The customer-facing route stays clean (/orders/123/receipt) while the auth headers stay server-side.

Rate limiting

The REST endpoints don't have a built-in rate limit. Use a server-level rate limiter (Cloudflare, Nginx, fail2ban) if you're exposing the API to less-trusted callers.
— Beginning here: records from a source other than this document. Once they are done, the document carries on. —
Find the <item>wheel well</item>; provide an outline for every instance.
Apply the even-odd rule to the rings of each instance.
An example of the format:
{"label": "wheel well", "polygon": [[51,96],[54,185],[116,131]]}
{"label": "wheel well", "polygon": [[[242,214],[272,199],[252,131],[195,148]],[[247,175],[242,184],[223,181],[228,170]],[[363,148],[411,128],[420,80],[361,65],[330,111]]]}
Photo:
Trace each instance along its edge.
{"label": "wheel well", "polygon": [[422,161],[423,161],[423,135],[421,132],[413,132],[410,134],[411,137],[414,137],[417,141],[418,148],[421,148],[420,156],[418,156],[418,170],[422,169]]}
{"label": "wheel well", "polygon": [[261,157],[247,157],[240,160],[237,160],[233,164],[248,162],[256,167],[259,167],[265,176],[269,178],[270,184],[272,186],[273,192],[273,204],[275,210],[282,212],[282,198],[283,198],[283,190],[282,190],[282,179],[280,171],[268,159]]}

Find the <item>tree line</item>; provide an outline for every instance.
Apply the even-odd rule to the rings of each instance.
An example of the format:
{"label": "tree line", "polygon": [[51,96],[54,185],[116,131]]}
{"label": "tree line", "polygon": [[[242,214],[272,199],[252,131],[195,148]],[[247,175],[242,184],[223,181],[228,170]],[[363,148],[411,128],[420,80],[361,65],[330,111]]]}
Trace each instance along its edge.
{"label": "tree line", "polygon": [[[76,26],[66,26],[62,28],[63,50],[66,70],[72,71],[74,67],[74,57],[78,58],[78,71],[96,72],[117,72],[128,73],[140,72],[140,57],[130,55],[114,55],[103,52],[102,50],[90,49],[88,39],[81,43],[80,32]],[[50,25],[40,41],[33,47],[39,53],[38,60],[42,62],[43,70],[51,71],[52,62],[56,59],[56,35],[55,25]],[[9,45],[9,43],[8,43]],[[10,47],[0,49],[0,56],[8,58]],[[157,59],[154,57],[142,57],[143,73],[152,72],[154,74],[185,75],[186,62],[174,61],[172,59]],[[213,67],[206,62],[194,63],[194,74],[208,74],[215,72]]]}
The frontend download endpoint (?epdi_download=...) does have rate limiting — see Customer Downloads.

CORS

The plugin doesn't add custom CORS headers. WooCommerce and WordPress core handle CORS via standard hooks. If you need to call the API from a browser on a different origin, configure CORS at your web server level or via a plugin.

Schema

If you're generating client SDKs, the OpenAPI-style schema lives in the response of:

curl https://yourstore.com/wp-json/epdi/v1/ \
  -u "ck_xxx:cs_yyy"

Each route declares its arguments, response shape, and permission callback in the standard WordPress REST schema format.

Extending the API

To add custom endpoints under the same epdi/v1 namespace:

add_action( 'rest_api_init', function() {
    register_rest_route( 'epdi/v1', '/documents/(?P<id>\d+)/email', array(
        'methods' => 'POST',
        'callback' => 'my_email_invoice_handler',
        'permission_callback' => function() {
            return current_user_can( 'manage_woocommerce' );
        },
    ) );
} );

The plugin's existing endpoints all use the \EasyPDFInvoices\REST\InvoiceController class — read its source if you want to follow the same conventions for argument validation, error responses, and permission checks.